The best way to look at this is as an opportunity. There is no rush to complete your tax return by April 18. Instead, look at it as a chance to use the additional time to your advantage. But first, a few basic guidelines.
How Extensions Work
You can request an automatic extension that gives you an additional six months to file your Form 1040, with a new deadline of Oct. 16. The form to file an extension is Form 4868 and is only one page, so it’s easy to complete. However, what is complicated is that an extension only gives you more time before you need to file, not more time before your payment is due. This means you will have to complete your return with all the information you have, make estimates of what you are missing and make a payment that is close to what you owe in order to avoid interest and penalties.
Always remember to file an automatic extension even if you are unable to pay the bill in full, since the penalty for filing late is substantially more than that for paying late.
Pay Your First Quarter Estimated Taxes While You Are At It
If you are making estimated payments because any withholding doesn’t cover your tax bill, it is best to roll this payment into your extension payment and just overpay with your tax extension for 2016.
No matter the amount you may be off by from the actual amount owed when you finally file, these additional funds can do one of the following: (1) act as a cushion on 2016 if you underestimated your taxes; (2) provide a credit for overpayment toward 2017; (3) give you a refund if no 2017 estimated taxes are due.
Now that you’ve filed and paid in with your extension, let’s look at some potential benefits.
Section 475 MTM elections
If you qualify for active trader tax status, you should consider filing a Section 475 MTM election. This election allows for ordinary gain or loss treatment of your trading activity instead of capital gain treatment for long-term gains and losses. Ordinary losses generate tax benefits faster than capital loss carryovers, so this is especially valuable if you have a net loss overall coming from capital losses and ordinary gains.
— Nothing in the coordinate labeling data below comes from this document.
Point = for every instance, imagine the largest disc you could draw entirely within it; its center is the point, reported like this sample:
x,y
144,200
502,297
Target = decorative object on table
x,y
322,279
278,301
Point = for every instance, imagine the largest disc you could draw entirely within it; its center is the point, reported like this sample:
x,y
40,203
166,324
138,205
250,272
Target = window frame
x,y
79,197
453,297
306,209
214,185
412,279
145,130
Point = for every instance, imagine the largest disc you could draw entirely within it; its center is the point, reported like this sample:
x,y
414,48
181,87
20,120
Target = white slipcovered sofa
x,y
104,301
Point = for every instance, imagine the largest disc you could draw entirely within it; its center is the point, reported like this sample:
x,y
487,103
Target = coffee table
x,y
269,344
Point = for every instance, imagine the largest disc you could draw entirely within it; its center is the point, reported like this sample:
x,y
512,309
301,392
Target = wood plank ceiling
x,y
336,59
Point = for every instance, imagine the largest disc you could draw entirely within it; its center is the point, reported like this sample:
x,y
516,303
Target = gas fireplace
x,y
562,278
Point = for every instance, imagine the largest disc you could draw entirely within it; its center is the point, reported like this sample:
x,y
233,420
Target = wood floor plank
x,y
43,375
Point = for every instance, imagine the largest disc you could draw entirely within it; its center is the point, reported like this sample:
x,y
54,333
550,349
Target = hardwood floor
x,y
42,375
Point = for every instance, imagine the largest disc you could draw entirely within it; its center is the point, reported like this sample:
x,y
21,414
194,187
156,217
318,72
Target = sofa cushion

Increase Retirement Planning Options
Filing an extension also pushes back the deadline for contributing to a qualified retirement plan such as a Solo 401(k), SEP IRA or defined benefit plan.
Become Friends with Your Accountant
If you know you will need to extend, do not neglect to tell your accountant and get them all the information you can as soon as you can. Letting your accountant know you will need to delay allows them to plan accordingly. The more advance notice they have, the better job they can do in estimating your extension and first quarter payments and other planning ideas.
Filing an extension is not necessarily a bad thing – and it’s unavoidable in many cases. Just follow the rules and make sure to check on any state specific deadlines or rules for your situation.